Her head was beginning to hurt and he was intentionally annoying her when she needed his support. If she could only tell him of the baby. He had been around the court enough, and knew the king well. At least she could listen to his advice and take it into consideration.

“Lady Fitzgerald, of course,” she answered after a long pause. “And, no doubt, others.”

“You cannot expect me to live like a monk while I am waiting for the king to toss you out and for you to realize you love me, Mary.” He turned his head and looked straight at her. His brown eyes were suddenly flecked with tiny shards of gold. It frightened her how much she loved to have him talk so foolishly. She lowered her eyes to her hand resting on his blue velvet arm.

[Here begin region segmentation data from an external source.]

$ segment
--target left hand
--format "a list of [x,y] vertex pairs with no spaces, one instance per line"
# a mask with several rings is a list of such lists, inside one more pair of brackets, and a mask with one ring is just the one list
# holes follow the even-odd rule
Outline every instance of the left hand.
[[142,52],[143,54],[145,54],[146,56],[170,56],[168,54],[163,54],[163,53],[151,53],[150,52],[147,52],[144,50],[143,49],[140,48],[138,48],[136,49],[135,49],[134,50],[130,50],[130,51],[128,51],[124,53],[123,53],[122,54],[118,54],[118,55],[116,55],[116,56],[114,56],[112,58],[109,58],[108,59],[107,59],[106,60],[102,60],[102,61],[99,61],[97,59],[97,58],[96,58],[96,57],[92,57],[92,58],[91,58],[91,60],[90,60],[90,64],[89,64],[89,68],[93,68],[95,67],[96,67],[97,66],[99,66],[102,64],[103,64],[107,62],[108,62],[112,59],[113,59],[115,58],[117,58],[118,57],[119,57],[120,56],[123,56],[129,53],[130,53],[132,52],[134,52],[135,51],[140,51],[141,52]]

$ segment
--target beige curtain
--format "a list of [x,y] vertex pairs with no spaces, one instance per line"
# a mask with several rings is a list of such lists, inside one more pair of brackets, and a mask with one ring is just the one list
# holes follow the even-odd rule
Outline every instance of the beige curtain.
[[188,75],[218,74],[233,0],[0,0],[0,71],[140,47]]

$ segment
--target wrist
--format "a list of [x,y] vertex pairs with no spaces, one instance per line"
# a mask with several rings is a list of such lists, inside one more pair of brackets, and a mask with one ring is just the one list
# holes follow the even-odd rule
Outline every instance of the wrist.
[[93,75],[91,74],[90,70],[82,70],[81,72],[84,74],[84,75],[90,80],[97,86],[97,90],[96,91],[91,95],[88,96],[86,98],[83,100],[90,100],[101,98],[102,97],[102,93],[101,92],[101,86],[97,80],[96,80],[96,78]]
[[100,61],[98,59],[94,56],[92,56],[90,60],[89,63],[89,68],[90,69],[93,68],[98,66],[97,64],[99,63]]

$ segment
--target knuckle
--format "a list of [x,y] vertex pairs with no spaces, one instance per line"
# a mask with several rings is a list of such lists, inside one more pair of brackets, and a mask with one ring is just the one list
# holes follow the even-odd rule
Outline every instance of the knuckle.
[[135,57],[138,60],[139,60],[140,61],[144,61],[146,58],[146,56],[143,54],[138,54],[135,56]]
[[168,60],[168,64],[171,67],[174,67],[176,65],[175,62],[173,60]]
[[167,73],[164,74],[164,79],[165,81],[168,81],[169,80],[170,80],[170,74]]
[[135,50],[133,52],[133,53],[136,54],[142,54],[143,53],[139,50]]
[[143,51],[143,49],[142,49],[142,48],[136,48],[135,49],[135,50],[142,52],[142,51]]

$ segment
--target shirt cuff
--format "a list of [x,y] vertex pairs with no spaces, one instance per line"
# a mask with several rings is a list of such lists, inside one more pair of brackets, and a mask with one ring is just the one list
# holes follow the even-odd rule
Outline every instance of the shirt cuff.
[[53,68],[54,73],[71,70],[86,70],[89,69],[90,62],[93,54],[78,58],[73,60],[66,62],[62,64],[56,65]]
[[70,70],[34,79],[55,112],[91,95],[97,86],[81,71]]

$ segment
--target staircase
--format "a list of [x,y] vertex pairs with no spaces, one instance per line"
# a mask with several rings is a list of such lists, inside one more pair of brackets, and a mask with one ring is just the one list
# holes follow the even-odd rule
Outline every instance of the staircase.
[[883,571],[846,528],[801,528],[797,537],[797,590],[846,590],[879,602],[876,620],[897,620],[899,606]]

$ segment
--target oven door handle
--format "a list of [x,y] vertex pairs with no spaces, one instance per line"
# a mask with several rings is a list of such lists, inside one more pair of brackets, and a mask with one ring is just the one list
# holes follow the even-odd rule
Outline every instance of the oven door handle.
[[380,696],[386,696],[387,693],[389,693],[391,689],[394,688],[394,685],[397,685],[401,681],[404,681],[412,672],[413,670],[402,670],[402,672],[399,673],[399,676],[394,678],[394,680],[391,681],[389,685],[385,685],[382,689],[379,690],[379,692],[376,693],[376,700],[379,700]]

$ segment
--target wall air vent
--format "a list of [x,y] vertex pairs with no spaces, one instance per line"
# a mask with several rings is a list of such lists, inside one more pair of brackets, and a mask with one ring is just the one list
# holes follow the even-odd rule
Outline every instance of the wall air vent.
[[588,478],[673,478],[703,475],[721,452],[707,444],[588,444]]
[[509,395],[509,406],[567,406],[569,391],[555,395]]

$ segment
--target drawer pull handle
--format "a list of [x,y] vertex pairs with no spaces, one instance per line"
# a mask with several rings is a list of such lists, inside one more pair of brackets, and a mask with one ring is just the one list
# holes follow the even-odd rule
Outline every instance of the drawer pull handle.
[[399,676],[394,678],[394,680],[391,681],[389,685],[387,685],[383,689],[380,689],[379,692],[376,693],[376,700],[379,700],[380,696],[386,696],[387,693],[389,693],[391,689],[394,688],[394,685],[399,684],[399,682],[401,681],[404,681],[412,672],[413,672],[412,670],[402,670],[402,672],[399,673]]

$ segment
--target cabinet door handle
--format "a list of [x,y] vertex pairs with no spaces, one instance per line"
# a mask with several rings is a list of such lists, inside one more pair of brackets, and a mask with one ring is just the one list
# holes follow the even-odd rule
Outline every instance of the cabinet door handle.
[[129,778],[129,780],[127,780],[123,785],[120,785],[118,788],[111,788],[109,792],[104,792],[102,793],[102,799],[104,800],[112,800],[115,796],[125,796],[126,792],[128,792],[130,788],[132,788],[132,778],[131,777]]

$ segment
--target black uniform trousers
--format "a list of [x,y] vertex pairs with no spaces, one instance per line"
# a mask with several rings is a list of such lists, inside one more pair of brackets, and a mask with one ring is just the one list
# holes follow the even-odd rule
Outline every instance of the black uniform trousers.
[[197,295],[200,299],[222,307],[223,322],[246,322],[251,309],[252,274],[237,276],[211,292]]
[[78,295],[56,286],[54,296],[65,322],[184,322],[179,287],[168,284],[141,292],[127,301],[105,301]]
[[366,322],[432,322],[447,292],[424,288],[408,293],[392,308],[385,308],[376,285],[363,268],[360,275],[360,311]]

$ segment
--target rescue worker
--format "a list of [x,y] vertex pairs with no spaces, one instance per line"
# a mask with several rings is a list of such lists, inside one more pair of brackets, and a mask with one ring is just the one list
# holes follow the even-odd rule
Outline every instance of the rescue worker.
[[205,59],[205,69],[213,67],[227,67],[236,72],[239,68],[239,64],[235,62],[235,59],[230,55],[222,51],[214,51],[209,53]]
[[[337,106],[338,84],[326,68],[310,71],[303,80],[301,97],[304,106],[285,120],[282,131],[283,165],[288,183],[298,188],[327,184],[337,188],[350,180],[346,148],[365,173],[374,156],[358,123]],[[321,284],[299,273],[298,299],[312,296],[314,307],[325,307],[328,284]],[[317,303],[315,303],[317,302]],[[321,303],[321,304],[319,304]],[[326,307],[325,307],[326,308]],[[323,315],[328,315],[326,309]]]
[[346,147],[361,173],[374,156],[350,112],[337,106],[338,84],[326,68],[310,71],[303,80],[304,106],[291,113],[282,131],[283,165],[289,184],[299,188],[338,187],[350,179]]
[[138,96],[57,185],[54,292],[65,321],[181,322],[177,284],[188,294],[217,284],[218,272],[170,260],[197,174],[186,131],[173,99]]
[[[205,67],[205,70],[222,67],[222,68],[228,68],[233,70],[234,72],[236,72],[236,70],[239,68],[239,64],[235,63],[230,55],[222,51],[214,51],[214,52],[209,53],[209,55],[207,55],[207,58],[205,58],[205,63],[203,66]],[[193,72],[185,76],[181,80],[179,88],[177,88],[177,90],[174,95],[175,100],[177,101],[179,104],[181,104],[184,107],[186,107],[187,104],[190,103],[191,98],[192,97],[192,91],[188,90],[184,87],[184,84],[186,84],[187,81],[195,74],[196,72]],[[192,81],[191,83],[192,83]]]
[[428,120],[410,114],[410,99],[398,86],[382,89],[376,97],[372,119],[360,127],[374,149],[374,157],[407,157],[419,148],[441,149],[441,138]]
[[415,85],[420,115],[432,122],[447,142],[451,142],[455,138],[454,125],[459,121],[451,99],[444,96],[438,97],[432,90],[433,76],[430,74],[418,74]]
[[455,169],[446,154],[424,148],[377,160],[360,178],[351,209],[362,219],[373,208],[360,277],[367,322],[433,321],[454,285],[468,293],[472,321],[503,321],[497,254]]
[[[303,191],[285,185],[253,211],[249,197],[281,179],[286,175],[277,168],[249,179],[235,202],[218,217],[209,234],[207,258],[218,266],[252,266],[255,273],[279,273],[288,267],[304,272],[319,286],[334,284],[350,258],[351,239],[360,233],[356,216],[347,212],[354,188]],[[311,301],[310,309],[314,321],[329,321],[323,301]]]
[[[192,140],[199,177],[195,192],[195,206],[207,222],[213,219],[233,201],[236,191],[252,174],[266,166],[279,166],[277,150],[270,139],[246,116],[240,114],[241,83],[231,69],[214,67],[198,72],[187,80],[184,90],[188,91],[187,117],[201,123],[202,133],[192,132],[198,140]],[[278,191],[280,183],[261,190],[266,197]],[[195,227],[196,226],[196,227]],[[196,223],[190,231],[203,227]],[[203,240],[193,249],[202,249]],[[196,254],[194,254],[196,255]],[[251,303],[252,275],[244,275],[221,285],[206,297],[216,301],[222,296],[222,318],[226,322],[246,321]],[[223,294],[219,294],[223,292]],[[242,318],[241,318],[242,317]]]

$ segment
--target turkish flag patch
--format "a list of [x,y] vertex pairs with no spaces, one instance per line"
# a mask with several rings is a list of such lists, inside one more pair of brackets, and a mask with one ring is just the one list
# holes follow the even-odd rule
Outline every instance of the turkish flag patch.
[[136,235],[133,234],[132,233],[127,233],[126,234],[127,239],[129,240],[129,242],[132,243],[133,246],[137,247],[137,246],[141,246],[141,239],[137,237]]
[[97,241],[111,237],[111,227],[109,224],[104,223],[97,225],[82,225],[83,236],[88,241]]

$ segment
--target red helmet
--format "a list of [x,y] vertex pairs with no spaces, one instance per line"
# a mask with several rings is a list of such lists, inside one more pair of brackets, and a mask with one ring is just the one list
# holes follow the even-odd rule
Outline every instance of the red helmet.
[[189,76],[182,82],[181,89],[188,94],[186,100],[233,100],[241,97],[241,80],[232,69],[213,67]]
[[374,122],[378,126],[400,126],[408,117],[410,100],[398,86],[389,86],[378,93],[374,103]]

“This is a surprise. Silence and smokey stares have become your favorite weapons against me, but never when I speak of loving you. No tart words? Let us face the truth, sweetheart. You have two men at your beck and call, so why should I be celibate?”

“Why do you not marry then?”

“The truth? I cannot afford it and I cannot hope that His Grace would see fit to drench me in revenues and lands as he does my fortunate friend Will Carey. And why should I wed someone I cannot tolerate when it is so easy to bed others I can?”

Mary could feel the color mount to her cheeks at his words. She had heard others speak and jest bawdily at court, but the truth, plainly spoken from Staff, often embarrassed her. They were almost to the privet maze. She had not realized they had come so far from the tennis court. Surely he would not take her into the lover's maze in broad daylight.

“Imagine a lover's maze shaped like a cardinal's hat, Mary? Well, the esteemed Cardinal Wolsey has had lovers and a wife, so I should not be so surprised at it. Do not balk. I am not foolish enough to take you in, although there is little I would like better right now. Neither of us needs to be banished from court, at least not now.”